Correction: one person does appear to care, and that’s Ewan McGregor, here playing the archetypal heroic knight with relish. He’s such a blast to watch that I almost want him to have his own spin-off, but the energy McGregor brings to his performance underscores just how disengaged his fellow cast members are. One can scarcely blame them; they’re slumming it with some truly wretched material, but McGregor’s working off of the same script as Hoult, McShane, and Tucci, so maybe that’s not much of an excuse. If everyone had been operating on the same level as McGregor, Jack the Giant Slayer could at least have slid by on the strength of engaging acting, but they do nothing more than show up. Like the film itself, their efforts don’t possess an ounce of heart.
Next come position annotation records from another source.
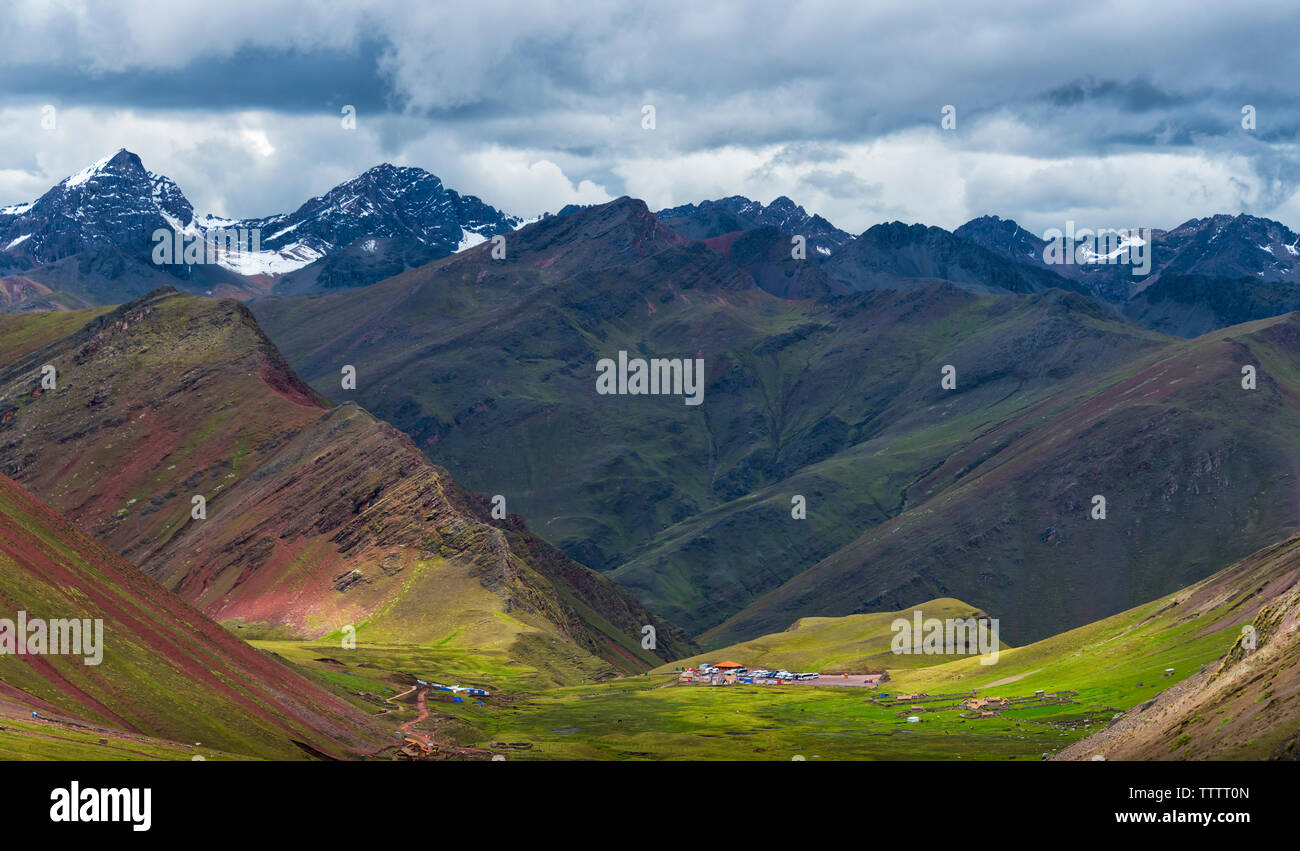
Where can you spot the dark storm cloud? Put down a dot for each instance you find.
(447, 85)
(248, 78)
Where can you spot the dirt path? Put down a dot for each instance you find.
(423, 706)
(1010, 680)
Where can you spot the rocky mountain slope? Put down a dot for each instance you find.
(315, 517)
(164, 669)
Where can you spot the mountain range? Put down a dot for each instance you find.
(313, 517)
(823, 382)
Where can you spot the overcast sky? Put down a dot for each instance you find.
(1110, 114)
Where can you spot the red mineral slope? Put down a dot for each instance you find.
(167, 671)
(316, 517)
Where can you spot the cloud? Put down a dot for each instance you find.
(1113, 109)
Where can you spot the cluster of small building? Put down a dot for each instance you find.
(438, 686)
(728, 673)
Troubling as it is to see gifted performers flounder, it’s even more of a concern to see a movie this soulless. That’s quite possibly Singer’s calling card; even his best films are just exercises in competent craftsmanship, well-considered casting choice, and impressive attention to detail. So one could argue that Jack the Giant Slayer offers exactly what we’ve come to expect from Singer films, though that doesn’t necessarily make it right, or honest for that matter. Even Valkyrie doesn’t pretend to offer anything more than one hundred and twenty minutes of empty entertainment; Jack the Giant Slayer, on the other hand, wants to trick audiences into forking over their money on opening weekend without giving them anything worth the price of admission (or the loss of two hours) in exchange.
Perhaps the problem is that Singer’s just nicking from bigger, better films, aiming for the Lord of the Rings crowd by cribbing directly from Return of the King. He might well be actively trying to pull in a core audience of Jackson fanatics– the scenes that take place in the land of the giants feel very much like a riff on Jackson’s King Kong– though there’s a pretty strong hint of Guillermo Del Toro’s Hellboy 2 at play, as well. Maybe that doesn’t matter; it’s unlikely the kids in the audience would catch the Del Toro nods or possibly even the Rings references. (Note: don’t bring the kids. Jack the Giant Slayer isn’t graphic, but even an outline of a giant biting a person in half could be upsetting to little audience members.)
G-S-T RULING:
But Singer doesn’t realize that this sort of “homage” accomplishes nothing without a basic understanding of what makes those moments work in their respective films, other than to remind us that we could be watching better movies instead. Jack the Giant Slayer doesn’t have a reason to exist; it’s cheap, ugly spectacle for cheap, ugly spectacle’s sake, and a massive waste of its considerable talent pool. 2012 showed off just how good a genuine blockbuster can be, and Singer’s efforts don’t come within a hair’s breadth of any of them. Fee, fi, fo, forget about it.
2 Comments
Dan O'Neill
Good review. I had a bunch of fun with this movie and didn’t really expect much from it, which is probably why I came out with such a wide grin on my face. Who knows though. Not everyone is going to love it.
Andrew Crump
Outside of McGregor, I couldn’t find a single thing to admire about this thing. It’s as much a formulaic Disney movie as one could possibly expect, and Singer doesn’t have a single original thought in his whole body. He’s a fine craftsman but I don’t see anything in his work that elevates it, this is a prime example.